Segundo Aragão, aparelhos ligados ao empresário, entre eles celulares apreendidos, oferecem um conjunto robusto de informações. Em vez de depender apenas de novos relatos, a PF já tem material para confrontar propostas de delação com evidências existentes.
A avaliação é de que a delação de Vorcaro enfrentaria uma competiçao entre informações já obtidas e novos relatos. A diferença tecnológica entre o atual momento e o período da Lava Jato é destaque no debate, com recursos digitais ampliados influenciando o peso de acordos de colaboração.

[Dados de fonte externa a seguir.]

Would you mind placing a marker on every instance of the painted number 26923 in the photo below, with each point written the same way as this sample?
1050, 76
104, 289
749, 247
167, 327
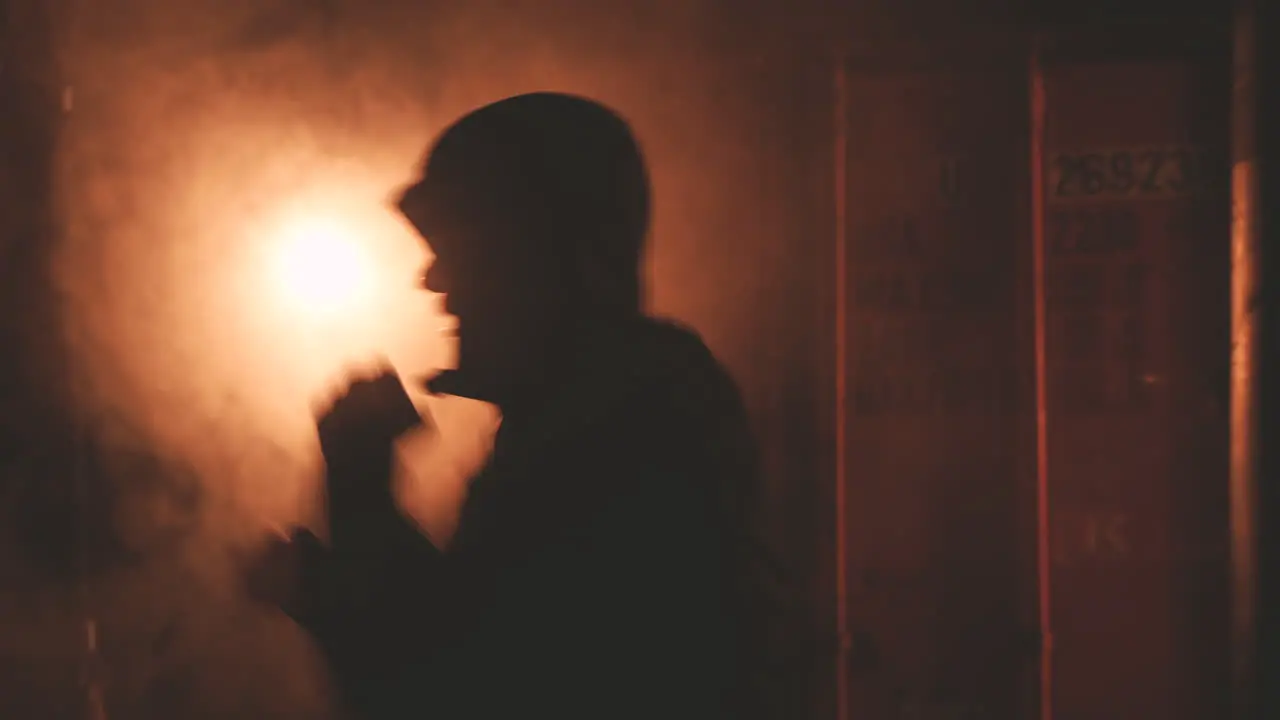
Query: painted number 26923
1146, 172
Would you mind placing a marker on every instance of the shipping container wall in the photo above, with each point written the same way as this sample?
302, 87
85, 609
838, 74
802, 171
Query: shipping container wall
940, 538
938, 555
1137, 264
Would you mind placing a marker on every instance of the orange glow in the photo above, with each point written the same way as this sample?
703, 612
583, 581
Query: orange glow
319, 269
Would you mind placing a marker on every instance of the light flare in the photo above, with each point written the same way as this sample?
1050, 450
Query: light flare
320, 270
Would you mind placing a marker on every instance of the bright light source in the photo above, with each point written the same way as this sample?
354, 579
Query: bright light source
320, 270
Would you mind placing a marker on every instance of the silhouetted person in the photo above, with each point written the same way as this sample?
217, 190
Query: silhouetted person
599, 564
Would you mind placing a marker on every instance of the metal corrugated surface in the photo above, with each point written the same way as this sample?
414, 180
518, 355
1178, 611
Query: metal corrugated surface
1137, 241
940, 583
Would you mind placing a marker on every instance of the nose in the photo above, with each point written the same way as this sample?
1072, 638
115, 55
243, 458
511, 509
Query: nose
434, 279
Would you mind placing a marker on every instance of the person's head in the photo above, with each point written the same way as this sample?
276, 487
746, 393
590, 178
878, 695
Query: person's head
536, 209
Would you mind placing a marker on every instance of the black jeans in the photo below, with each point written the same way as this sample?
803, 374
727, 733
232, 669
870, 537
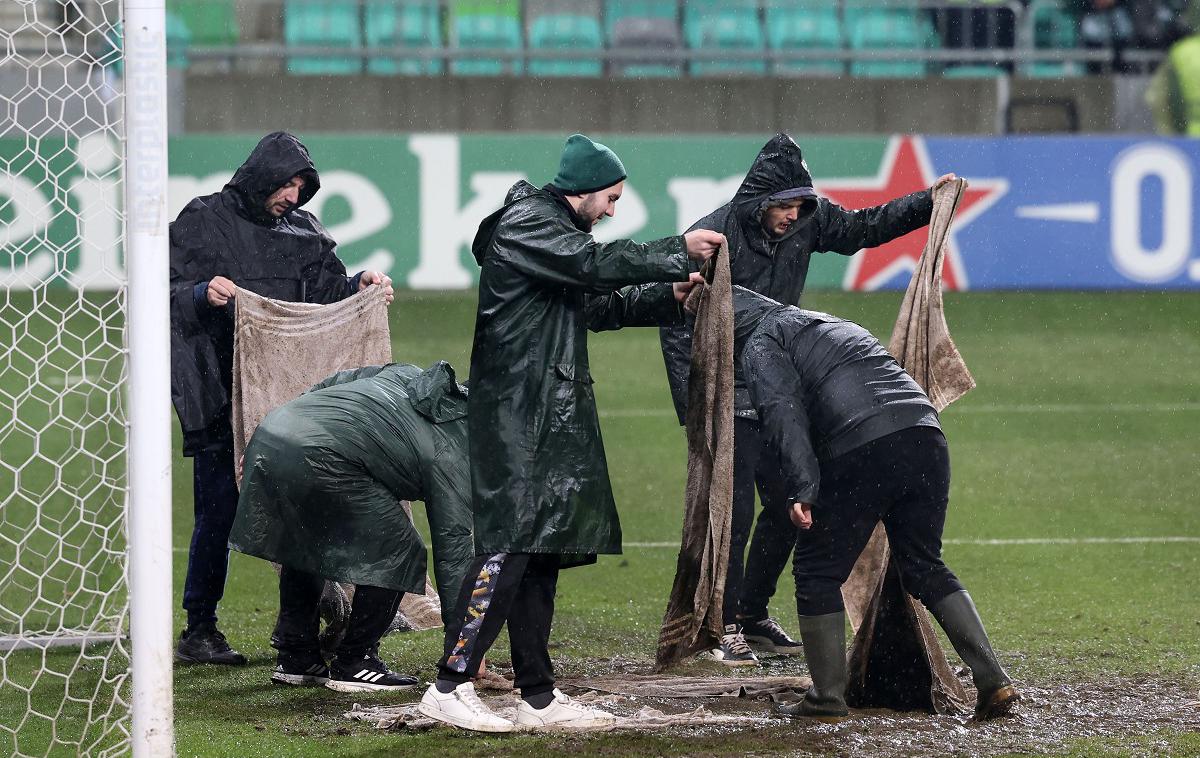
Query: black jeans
517, 588
299, 620
215, 504
750, 582
904, 480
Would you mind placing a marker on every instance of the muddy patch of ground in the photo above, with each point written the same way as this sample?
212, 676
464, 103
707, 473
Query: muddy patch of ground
1050, 715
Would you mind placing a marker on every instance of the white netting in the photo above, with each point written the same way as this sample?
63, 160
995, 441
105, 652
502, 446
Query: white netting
64, 660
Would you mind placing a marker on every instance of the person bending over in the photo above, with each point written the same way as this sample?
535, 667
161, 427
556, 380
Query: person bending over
323, 481
857, 441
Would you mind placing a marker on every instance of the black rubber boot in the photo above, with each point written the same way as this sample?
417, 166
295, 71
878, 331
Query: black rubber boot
958, 615
825, 649
207, 644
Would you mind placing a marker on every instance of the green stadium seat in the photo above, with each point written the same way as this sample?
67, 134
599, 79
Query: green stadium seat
891, 29
643, 25
804, 26
323, 23
210, 23
1056, 30
179, 38
403, 24
486, 31
731, 25
983, 71
619, 10
561, 31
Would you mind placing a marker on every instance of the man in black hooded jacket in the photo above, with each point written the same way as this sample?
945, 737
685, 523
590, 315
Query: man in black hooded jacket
773, 224
252, 235
855, 441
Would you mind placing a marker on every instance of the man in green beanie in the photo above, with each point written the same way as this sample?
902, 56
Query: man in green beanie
541, 498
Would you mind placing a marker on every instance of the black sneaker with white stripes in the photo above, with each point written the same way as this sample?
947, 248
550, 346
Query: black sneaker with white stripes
767, 636
300, 671
365, 674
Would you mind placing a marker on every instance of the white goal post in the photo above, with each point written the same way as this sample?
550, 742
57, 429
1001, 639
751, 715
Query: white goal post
85, 450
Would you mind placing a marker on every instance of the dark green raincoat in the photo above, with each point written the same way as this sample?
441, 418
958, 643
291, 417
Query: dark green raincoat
324, 475
539, 475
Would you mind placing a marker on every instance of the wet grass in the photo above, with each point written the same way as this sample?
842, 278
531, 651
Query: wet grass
1084, 426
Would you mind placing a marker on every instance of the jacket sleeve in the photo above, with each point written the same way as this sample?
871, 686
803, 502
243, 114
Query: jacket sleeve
345, 377
448, 507
546, 247
676, 343
187, 244
325, 280
849, 232
637, 305
774, 389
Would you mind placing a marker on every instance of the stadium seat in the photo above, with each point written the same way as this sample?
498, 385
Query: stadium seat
403, 24
323, 23
179, 38
804, 26
486, 31
563, 31
983, 71
1056, 30
643, 25
892, 29
210, 23
730, 25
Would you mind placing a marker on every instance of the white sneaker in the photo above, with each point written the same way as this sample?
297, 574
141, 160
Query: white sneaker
735, 650
463, 709
563, 713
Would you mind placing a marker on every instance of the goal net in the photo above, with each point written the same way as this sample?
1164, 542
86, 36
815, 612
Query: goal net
65, 656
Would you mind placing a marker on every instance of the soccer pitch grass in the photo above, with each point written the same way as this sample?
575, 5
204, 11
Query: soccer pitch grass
1073, 521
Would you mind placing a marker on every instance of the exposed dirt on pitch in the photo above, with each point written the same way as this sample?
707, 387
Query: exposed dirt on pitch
1051, 714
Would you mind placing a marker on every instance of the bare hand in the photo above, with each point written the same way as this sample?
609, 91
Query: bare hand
945, 179
683, 288
801, 515
703, 244
382, 280
221, 290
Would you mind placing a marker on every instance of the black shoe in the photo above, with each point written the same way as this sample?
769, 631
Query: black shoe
997, 703
207, 644
305, 669
365, 674
809, 707
768, 636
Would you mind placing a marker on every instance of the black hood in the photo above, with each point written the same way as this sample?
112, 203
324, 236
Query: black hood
778, 173
274, 161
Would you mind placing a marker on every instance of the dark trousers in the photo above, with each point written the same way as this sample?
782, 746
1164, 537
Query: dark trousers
904, 480
750, 582
215, 503
299, 620
517, 588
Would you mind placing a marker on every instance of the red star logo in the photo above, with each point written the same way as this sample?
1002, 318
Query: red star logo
906, 168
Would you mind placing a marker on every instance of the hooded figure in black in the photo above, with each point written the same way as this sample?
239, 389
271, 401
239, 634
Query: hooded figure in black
773, 224
855, 441
252, 235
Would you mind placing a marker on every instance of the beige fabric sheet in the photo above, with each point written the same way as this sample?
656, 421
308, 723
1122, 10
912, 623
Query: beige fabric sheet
895, 648
693, 620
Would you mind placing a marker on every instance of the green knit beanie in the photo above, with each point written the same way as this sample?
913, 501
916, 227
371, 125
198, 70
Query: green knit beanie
587, 167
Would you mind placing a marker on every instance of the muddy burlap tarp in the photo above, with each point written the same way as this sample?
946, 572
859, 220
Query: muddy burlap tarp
283, 348
897, 660
693, 621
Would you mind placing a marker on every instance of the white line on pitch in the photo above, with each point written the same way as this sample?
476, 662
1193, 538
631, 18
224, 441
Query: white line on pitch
1012, 541
1049, 408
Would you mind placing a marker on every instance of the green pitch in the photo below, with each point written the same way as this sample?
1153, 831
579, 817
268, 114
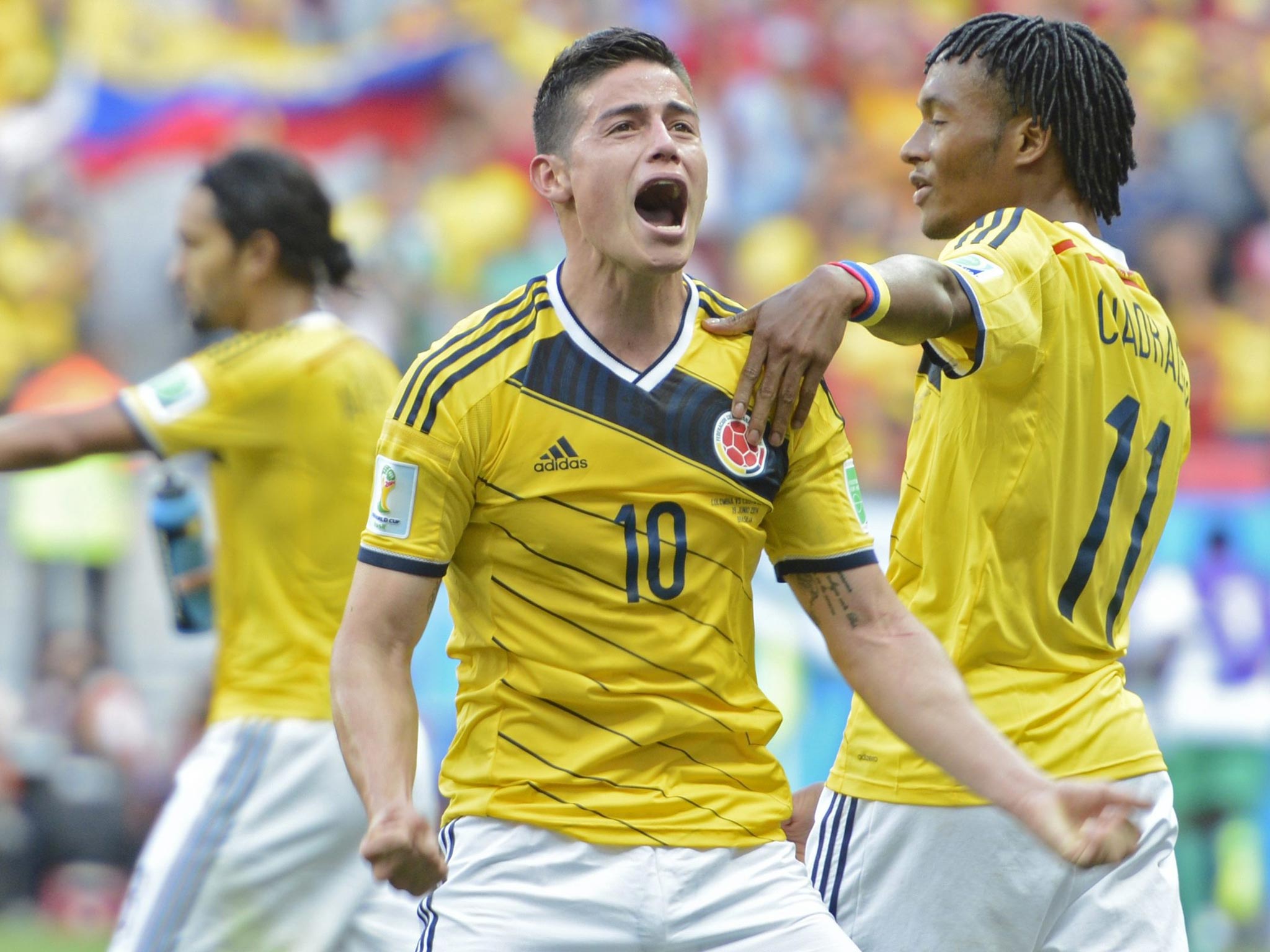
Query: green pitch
24, 935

O papel da tecnologia no peso das delações
O colunista aponta que a coleta de dados digitais transformou o bargaining de acordos de delação. No passado, não havia acervo tão amplo para cruzar informações de dispositivos e sigilos. Hoje, há maior capacidade de cruzamento de dados, o que pode reduzir a importância de relatos que não apresentem novos elementos.
Aragão afirma que o cenário atual cria uma “concorrência tecnológica” entre o que já foi descoberto e o que vem a ser apresentado em contato com investigadores. A conclusão é de que a qualidade das informações disponíveis pode frear propostas de colaboração incompletas.
A âncora do VEJA em Foco, Marcela Rahal, resumiu o impasse ao sugerir que Vorcaro talvez avalie o tamanho do passo a ser dado, diante da possibilidade de perder espaço caso demore a fechar um acordo. A observação reforça o ciclo de negociação entre partes envolvidas e a PF.